I'm keeping the OSD drive as is for now.
Updated by Mikaël Cluseau almost 8 years ago
- File ceph-osd-3.log ceph-osd-3.log added
This is still happening with the image of 3 days ago.
Updated by Mikaël Cluseau almost 8 years ago
Looking at other issues, it seems like the relevant error is:
0> 2016-07-13 08:41:42.469640 7f65cbfb18c0 -1 osd/OSD.h: In function 'OSDMapRef OSDService::get_map(epoch_t)' thread 7f65cbfb18c0 time 2016-07-13 08:41:42.468056 osd/OSD.h: 885: FAILED assert(ret) ceph version 10.2.2 (45107e21c568dd033c2f0a3107dec8f0b0e58374) 1: (ceph::__ceph_assert_fail(char const*, char const*, int, char const*)+0x80) [0x563f92a23040] 2: (OSDService::get_map(unsigned int)+0x5d) [0x563f9239d93d] 3: (OSD::init()+0x1f91) [0x563f9234d8b1] 4: (main()+0x2ea5) [0x563f922bee55] 5: (__libc_start_main()+0xf0) [0x7f65c8df6830] 6: (_start()+0x29) [0x563f923004e9]

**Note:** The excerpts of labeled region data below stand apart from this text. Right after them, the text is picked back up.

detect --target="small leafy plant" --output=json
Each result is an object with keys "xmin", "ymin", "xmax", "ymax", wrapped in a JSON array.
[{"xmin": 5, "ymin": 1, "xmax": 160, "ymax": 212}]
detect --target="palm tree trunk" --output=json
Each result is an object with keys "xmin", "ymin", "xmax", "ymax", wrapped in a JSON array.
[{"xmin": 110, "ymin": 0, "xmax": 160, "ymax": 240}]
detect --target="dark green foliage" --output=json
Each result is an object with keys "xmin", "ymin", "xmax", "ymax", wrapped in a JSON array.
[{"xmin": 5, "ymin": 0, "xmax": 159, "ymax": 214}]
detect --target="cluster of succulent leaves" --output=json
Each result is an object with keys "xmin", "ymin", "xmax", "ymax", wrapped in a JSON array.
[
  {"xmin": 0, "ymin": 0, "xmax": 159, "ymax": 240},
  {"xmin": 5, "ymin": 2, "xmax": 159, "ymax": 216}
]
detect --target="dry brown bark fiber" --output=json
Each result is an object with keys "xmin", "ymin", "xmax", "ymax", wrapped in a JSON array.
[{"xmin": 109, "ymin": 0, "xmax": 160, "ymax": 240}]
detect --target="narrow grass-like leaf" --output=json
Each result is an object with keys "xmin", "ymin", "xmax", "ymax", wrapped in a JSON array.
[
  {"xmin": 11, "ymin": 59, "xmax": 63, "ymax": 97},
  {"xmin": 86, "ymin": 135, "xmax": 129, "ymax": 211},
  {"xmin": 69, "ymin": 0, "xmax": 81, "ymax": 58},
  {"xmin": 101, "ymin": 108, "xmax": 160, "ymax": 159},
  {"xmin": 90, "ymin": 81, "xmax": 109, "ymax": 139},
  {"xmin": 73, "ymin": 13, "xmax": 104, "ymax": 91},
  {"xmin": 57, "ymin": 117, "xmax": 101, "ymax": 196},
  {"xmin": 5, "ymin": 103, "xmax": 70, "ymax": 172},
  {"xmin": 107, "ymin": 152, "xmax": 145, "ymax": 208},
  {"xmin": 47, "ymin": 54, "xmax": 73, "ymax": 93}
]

Meaning try_get_map returns NULL. With debug_osd at 30, I can see the path taken:
-1> 2016-08-02 00:53:01.381602 7fc155ef18c0 20 osd.3 0 get_map 11409 - loading and decoding 0x5652a952b200 0> 2016-08-02 00:53:01.383467 7fc155ef18c0 -1 osd/OSD.h: In function 'OSDMapRef OSDService::get_map(epoch_t)' thread 7fc155ef18c0 time 2016-08-02 00:53:01.381845 ceph version 10.2.2 (45107e21c568dd033c2f0a3107dec8f0b0e58374)
Going deeper is harder because I don't have logs to trace the path. I'm not used to the codebase though, so it's hard for me know what's the most likely fault path.I'd say it's map->decode(bl) but... how to test the local osdmap?
Updated by Sage Weil about 7 years ago
- Status changed from New to Can't reproduce
if you see this on kraken or later, pelase reopen! we haven't encounterd this in qa or in our test clusters.